The American Academy of Pediatrics and La Leche League International have long touted the benefits of breast milk for babies. But cultural trends — like the practice of feeding infants tainted cows’ milk in the late 20th and early 21st centuries, resulting in skyrocketing infant mortality rates — along with stigmas around breast-feeding and hit-and-miss public education campaigns kept the percentages of breast-feeding mothers in the 20s until the early 1970s.
A surge in breast-feeding in the 1970s paralleled the women’s health reform movement, pushing breast-feeding rates up an average of 3 percent per year throughout the decade. But by the mid-1980s, rates of mothers who initiated breast-feeding or nursed their babies at least once before leaving the hospital, had declined, leading government agencies and private organizations to collaborate on educating mothers, particularly minority and poor women, about the advantages of breast-feeding to themselves and their children.
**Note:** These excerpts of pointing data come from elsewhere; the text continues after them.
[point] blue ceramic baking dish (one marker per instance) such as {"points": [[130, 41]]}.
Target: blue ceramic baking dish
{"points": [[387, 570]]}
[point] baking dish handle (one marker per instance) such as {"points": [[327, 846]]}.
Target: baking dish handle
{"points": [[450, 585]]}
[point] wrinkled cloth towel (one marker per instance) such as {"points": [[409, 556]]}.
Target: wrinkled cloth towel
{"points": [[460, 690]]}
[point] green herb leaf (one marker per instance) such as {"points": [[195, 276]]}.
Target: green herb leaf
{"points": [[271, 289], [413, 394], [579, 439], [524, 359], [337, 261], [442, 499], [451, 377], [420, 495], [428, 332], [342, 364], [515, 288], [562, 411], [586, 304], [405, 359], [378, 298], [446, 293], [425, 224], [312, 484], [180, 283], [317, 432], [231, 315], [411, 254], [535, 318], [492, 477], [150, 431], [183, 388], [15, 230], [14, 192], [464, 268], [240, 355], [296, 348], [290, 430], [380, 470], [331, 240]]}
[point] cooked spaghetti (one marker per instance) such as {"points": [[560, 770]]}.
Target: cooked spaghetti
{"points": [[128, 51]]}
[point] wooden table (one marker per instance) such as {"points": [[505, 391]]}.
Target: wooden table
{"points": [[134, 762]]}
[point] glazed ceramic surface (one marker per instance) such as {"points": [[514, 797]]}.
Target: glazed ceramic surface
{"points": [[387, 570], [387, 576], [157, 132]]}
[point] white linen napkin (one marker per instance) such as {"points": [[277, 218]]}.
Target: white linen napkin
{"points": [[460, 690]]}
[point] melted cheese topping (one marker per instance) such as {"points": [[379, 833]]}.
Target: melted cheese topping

Now, more than two decades later, the focus is on factors proven to increase the likelihood of breast-feeding initiation and duration: giving mothers training and support at the centers or hospitals where they give birth; providing access to volunteer and professional help after they come home; and offering continued support in work and childcare settings as babies grow.
Dillon said the Rio Blanco County support groups will focus on initiation and duration by providing resources via a breast-feeding “library” bought by grant dollars, giving women access to lactation consultants at Saint Mary’s Hospital when they need extra help and offering a space for mothers to encourage each other in their efforts.
Weekly sessions, held in Rangely District Hospital’s conference room from 6:30 to 7:30 p.m. on Tuesdays, will teach mothers topics ranging from sleep and mothers’ and babies’ nutritional needs to physical changes mothers undergo while nursing.
Dillon, who attended a Glenwood Springs breast-feeding support group with daughter Jessica and then-newborn grandson Jack in October, said the help her daughter and other women received from the group was tremendous.
“I realized that someone who doesn’t have support is really set up for failure,” she said. “It’s one of those things. If you know somebody else is breast-feeding who’s going through the same thing, it keeps you wanting to stick with (nursing), too.”
WIC and RDH are required to spend the special project grant funds for Rio Blanco County breast-feeding support groups by June, after which time Dillon plans for the groups to be self-supporting.